The learning object content predefines a set of capabilities to handle the subject domain, which was obtained by studies (Xu et al., 2005). This viewpoint is inherently fitting with the role of the LO metadata as “function-enabler” and instructional design based on knowledge objects in Merrill (2000). In other words, the validity of learning object content (i.e. validity of the domain knowledge) is a decisive factor. IT-supported LO content renewal (adaptation) using a causal knowledge is promising, rational considering the changing business requirements and their impact on educational content (Stuikys et al., 2017).

We are dealing with the subject domain summarized by the term “organizational system” and related to a wide range of industries, e.g. manufacturing, military, healthcare, energy, communication enterprises, and other. Such subject domain is a type of complex systems referred to as “enterprise” in systems engineering.

The concepts “management functional dependency” (MFD), “management transaction” (MT), and “elementary management cycle” (EMC) were introduced for enterprise causal modelling in information systems engineering (Gudas, 2012; Gudas and Lopata, 2016). Conceptual representation of MT and EMC can be considered as transactional workflows, which associated with conceptual models is as follows: Action Workflow model (Rusinkiewicz and Sheth, 1994; Medina-Mora et al., 1992), Deming’s PDCA cycle of business management (Deming, 1993), ITIL Framework (Persse, 2012), or the autonomic computing component (Kephart and Chess, 2003). The unified representation (normalization) of captured knowledge is a reasonable condition for comparison of distinct knowledge structures. Normalization in this approach is based on the usage of MT and EMC frameworks (Gudas and Valatavicius, 2017) as the pre-defined causal models of the subject domain.

This method is suitable for discovering causal relationships in domains that are characterized by internal circular causality – control and management, regulatory processes, self-regulation, renewal. These are not just organizational systems (i.e. enterprise) or cyber-social systems, but also biological systems (organisms), ecological systems, content of education systems and other complex systems.

A subject domain may be of different nature: real-world activities or documented content. A brief example of the real-world domain causality modelling for learning content renewal is presented. The normalized model of a subject domain reveals a set of MTs to be included in the learning content.

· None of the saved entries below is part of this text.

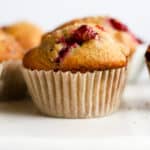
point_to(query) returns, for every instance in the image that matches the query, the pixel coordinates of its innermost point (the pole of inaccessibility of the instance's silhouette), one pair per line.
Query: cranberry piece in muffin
(118, 25)
(84, 33)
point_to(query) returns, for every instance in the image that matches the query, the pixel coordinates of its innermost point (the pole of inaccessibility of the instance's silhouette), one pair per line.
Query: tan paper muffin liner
(76, 95)
(12, 84)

There is also a detailed example of the causal modelling of the study content and content renewal process. The existing (old) learning content (LO, course, or study programme A) and the subject domain (i.e. content of advanced (best) study programme B) – both are reconstructed using the same frameworks MT and EMC. The mandatory normalization of the content (knowledge structures) occurs due to clustering of content items (dimensionality reduction). This normalization reveals the causality of the domain, helps the analyst to capture and compare knowledge structures. Then, the causal model of the existing learning content is compared to the causal model of the subject domain for adapting LO content.

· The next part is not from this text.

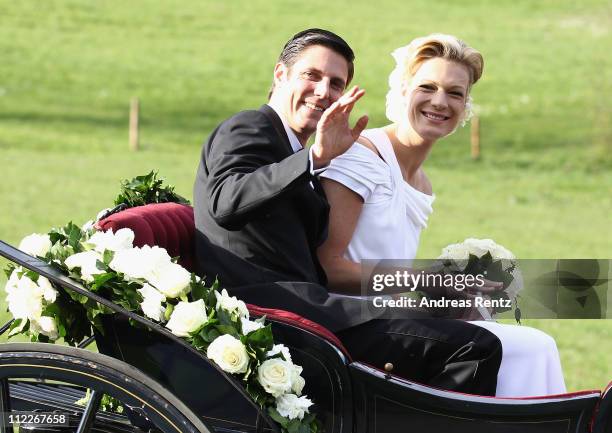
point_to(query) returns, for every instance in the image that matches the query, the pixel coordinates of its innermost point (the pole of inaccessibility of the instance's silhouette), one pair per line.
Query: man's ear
(281, 72)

The remainder of the paper is structured as follows: Section 2 reviews causal knowledge modelling concepts, stressing the causality driven paradigm. The learning content renewal assumptions are stated, and the key concepts of the causality driven modelling are discussed. Section 3 introduces the subject domain – an enterprise, and the causal knowledge structures: MT – a management transaction, and EMC – an elementary management cycle. A detailed model of the management transaction (MT) and a particular version of EMC for the enterprise modelling is laid out in Section 4. In Section 5, the knowledge normalization and renewal algorithms are described. A case study of the content renewal of two study subjects is laid out in Section 6. Traceability matrixes are introduced to specify the mismatch of the different knowledge objects and illustrated. Classification of the content discrepancies are introduced and illustrated. The LO content repository model is discussed. Conclusions in Section 7 summarize the key features of the causality driven approach to the subject domain (i.e. enterprise) modelling and knowledge discovery.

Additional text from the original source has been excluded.